Berdirinya suatu negara merupakan keharusan dalam komunitas umat Islam. Negara bertujuan untuk mengayomi kehidupan umat, melayani mereka, serta menjaga kemaslahatan bersama (maslahah musytarakah). Dalam pandangan Ahlussunnah wal Jama’ah (Aswaja), kewajiban ini tergolong fakultatif (fardhu kifayah). Artinya, jika sebagian umat sudah berupaya mendirikan negara, gugurlah kewajiban bagi yang lainnya.
Konsep berdirinya negara (imamah) dalam Aswaja tidak dianggap sebagai salah satu pilar keimanan, berbeda dengan keyakinan Syi’ah. Namun, Aswaja tetap mengakui pentingnya pengaturan oleh umat. Hal ini berbeda dengan pandangan Khawarij yang memperbolehkan umat Islam hidup tanpa seorang Imam jika mereka mampu mengatur diri sendiri.

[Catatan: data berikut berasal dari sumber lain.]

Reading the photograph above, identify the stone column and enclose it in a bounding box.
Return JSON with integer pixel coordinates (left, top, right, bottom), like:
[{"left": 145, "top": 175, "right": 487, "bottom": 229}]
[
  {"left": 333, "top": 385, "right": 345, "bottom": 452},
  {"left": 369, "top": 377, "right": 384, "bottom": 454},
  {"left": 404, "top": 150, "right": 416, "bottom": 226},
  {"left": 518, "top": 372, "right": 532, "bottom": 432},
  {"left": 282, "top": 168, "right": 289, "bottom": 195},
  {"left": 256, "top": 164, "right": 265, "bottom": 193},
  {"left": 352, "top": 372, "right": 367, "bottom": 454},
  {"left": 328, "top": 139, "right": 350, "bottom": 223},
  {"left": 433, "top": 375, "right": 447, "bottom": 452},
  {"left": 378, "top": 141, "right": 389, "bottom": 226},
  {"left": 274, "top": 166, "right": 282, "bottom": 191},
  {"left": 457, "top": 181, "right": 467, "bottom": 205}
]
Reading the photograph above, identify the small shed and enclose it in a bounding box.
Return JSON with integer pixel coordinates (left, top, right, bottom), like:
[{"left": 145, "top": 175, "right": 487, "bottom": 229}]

Aswaja tidak menetapkan patokan baku mengenai bentuk negara. Negara diberi kebebasan untuk menentukan sistem pemerintahannya, apakah itu demokrasi, kerajaan, teokrasi, atau bentuk lainnya. Aswaja hanya memberikan kriteria yang harus dipenuhi oleh suatu negara. Selama persyaratan tersebut terpenuhi, maka negara itu dapat diterima sebagai pemerintahan yang sah, tanpa mempedulikan bentuknya. Sebaliknya, meskipun suatu negara mengusung bendera Islam, jika terjadi penyimpangan dari kriteria yang ditetapkan, maka praktik tersebut tidak dibenarkan.
Adapun syarat-syarat yang harus dipenuhi oleh suatu negara antara lain:
- Prinsip Syura (Musyawarah)
Prinsip ini berdasarkan pada firman Allah QS asy-Syura 42:36-39, yang menekankan pentingnya musyawarah dalam pengambilan keputusan. Musyawarah dianggap sebagai bagian integral dari iman dan Islam. - Al-‘Adl (Keadilan)
Menegakkan keadilan adalah suatu keharusan dalam Islam, terutama bagi penguasa dan pemimpin terhadap rakyat. Hal ini berdasarkan QS An-Nisa’ 4:58 yang menekankan pentingnya amanah dan keadilan dalam memimpin. - Al-Hurriyyah (Kebebasan)
Kebebasan dijamin bagi rakyat untuk melaksanakan hak-hak mereka. Hak-hak ini dikemas dalam lima prinsip pokok yang menjadi kebutuhan primer bagi setiap individu, yang mencakup perlindungan jiwa, agama, harta benda, identitas, dan martabat. - Al-Musawah (Kesetaraan Derajat)
Semua warga negara harus diperlakukan secara setara tanpa diskriminasi berdasarkan kasta, ras, jenis kelamin, atau agama.
Sistem pemerintahan yang mendekati kriteria di atas adalah sistem demokrasi, di mana kekuasaan sepenuhnya berada di tangan rakyat sebagai amanat dari Allah. Meskipun istilah “demokrasi” tidak ditemukan dalam Al-Qur’an atau wacana hukum Islam klasik, nilai-nilai yang terkandung di dalamnya sejalan dengan prinsip-prinsip yang harus ditegakkan dalam berbangsa dan bernegara menurut Aswaja.
Dalam era globalisasi ini, di mana kondisi politik dan kehidupan umat manusia mengalami perubahan mendasar, penting untuk menegakkan demokrasi. Dulu, perekonomian banyak bergantung pada harta rampasan perang, namun saat ini perekonomian lebih bersumber dari pajak dan pungutan lainnya. Perubahan pemikiran umat Islam juga perlu diakui dan dipahami dengan bijaksana.
Dengan demikian, pemekaran pemikiran umat Islam bukanlah hal yang sepele. Untuk tidak tertinggal oleh bangsa lain, umat Islam harus menerima transformasi pemikiran sepanjang tidak bertentangan dengan hal-hal yang sudah ditetapkan. Dalam konteks kehidupan berdemokrasi, umat Islam juga harus terbuka untuk menerima pemimpin dari kalangan non-muslim atau wanita.